Zhamani, with 700 Pi hasn’t been verified yet while some pioneers he brought onto the network, including some who have as low as 60 Pi, have been verified. “Verification is by luck. Looks like the core team is using the KYC to screen out people,” Zhamani said. The core team is the team behind the Pi Network. Verification can take between five days to six months after means of identification is submitted. Debo, on the other hand, has been verified, and it took 2 weeks.
Debo has moved all his 1,700 Pi into the mainnet. But he said he has locked them for another three years. “I believe PiCoin has the tendency to be almost as valuable as the top crypto in the next three years, so I will wait until it launches fully,” he told TechCabal. Debo is betting the same way he did Solana, a coin he said gave him his first million. 
But not everybody can wait like Debo. For Audu*, a primary school teacher in a public school in Kano who also got verified into the Mainnet, selling is the best option as he doesn’t want to wait another three years to get monetary value.

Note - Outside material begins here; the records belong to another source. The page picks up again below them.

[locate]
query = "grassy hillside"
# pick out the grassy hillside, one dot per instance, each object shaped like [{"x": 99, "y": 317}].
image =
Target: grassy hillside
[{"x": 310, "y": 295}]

He entered the Mainnet with about 2500 Pi, and as soon as he knew he could do P2P transactions, he sold off more than half of it. “I still have 1000 Pi to sell or keep, but I’m glad to have made money from the effort,” he told TechCabal. 
A Pi was selling for ₦350 in August when the Mainnet migration started, then it dropped to  ₦300, and currently at  ₦150. Audu was able to sell his coin for  ₦300/Pi. This means that he made ₦450,000 from a piece of currency he acquired from a few taps on some app. He mentioned that his wife has more Pi than him and has made close to a million naira. Now that the price has come down by half of what they sold for, they are both considering holding on to the rest of the coin till whenever the next phase arrives and values go up. But for them, nothing is carved in stone and it feels good to know they can always pull up an app and sell off a few assets whenever they need money. 

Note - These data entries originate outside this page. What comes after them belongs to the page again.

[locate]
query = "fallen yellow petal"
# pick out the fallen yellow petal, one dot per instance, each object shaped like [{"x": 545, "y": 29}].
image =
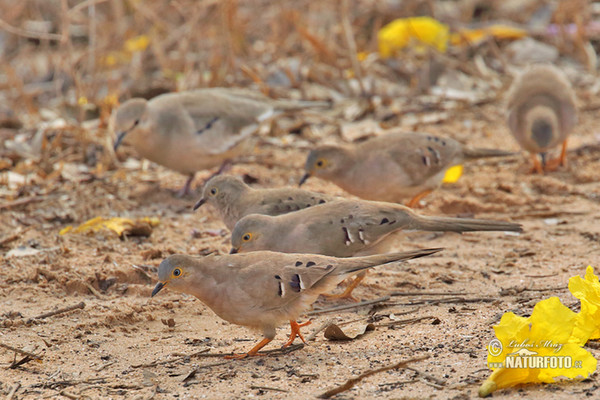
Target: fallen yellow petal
[
  {"x": 121, "y": 226},
  {"x": 587, "y": 290},
  {"x": 404, "y": 31},
  {"x": 453, "y": 174}
]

For those buying Pi, there are two reasons: one, reselling to Asians who use it to acquire actual products; second, to collect and hold until it becomes the next bitcoin. This was confirmed to TechCabal by Soft, a crypto trader who asked for his real name to be hidden due to privacy concerns. “There’s no other reason outside of these two reasons because the coin can only stay within the network for now,” Soft said. 

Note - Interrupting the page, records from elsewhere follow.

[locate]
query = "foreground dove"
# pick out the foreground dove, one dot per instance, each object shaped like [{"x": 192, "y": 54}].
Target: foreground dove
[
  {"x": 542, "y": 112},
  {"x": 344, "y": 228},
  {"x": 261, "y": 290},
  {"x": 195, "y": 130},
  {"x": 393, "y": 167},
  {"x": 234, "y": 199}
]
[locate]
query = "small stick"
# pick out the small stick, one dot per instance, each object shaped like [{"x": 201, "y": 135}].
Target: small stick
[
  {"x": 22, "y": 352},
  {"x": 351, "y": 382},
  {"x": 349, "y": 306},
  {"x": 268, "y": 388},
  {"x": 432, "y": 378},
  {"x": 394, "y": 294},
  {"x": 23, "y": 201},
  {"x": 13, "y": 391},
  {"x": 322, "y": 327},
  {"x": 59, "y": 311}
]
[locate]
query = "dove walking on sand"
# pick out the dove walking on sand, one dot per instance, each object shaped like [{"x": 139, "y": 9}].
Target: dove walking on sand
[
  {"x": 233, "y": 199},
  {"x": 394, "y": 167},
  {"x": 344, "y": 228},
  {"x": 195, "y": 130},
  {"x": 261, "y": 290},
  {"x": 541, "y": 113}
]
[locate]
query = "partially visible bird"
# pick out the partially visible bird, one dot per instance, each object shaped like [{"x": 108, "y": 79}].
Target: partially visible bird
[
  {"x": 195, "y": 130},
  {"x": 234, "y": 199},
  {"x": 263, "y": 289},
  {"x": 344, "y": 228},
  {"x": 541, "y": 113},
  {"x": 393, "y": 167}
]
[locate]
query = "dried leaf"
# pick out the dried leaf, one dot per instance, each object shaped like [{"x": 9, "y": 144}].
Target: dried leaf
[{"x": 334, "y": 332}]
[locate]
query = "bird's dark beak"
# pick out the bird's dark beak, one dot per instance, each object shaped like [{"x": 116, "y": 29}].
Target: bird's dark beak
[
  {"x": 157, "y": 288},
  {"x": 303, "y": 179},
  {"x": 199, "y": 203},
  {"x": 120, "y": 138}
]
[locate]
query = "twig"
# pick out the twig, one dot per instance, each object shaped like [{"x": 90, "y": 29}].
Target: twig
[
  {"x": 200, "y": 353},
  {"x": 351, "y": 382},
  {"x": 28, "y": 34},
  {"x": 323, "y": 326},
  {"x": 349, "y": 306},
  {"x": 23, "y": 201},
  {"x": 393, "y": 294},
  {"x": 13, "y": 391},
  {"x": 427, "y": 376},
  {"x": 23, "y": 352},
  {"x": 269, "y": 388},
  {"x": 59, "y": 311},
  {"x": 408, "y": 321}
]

The Pi Network network uses a halving system, the same system bitcoin and other blockchain use to limit the supply of the coin. The network essentially halves the amount of Pi given in rewards after reaching certain milestones. For instance, users could mine 1.6 Pi when it first started, but as of now, the user count is in the tens of millions; only 0.2 Pi can be mined per hour. Once the token has 1 billion users, the mining rewards become 0.
Few days before the group meeting in Kano, a Twitter account named pen_griffen shared a image announcing the registration of a business called Arewa Pi Mega Mall with the Corporate Affairs Commission (CAC). While the image looks doctored, a quick search on the corporate registry returned that the business is truly registered. 
This level of enthusiasm is not strange in the cryptocurrency world as almost all tokens and shitcoin passed through this hyper phase where holders dream of an utopia powered by their newly-found and beloved coin, before they go bust. But unlike most shitcoin that were either rug-pulled or went bust due to their lack of utility within a few months or year that they launched, the PiCoin core team has taken their time to build their network. In fact, they have announced that they aren’t offering any initial coin offering (ICO), meaning they won’t be selling it. So anybody who wants a piece of the pie must download the Pi app, and the roadmap on its white paper is very clear to this.
Regardless of how good this coin may sound, whether it’s another crypto heaven or hell waiting to be unleashed is still unknown. But if there’s one thing we know about the cryptoverse, time will always tell.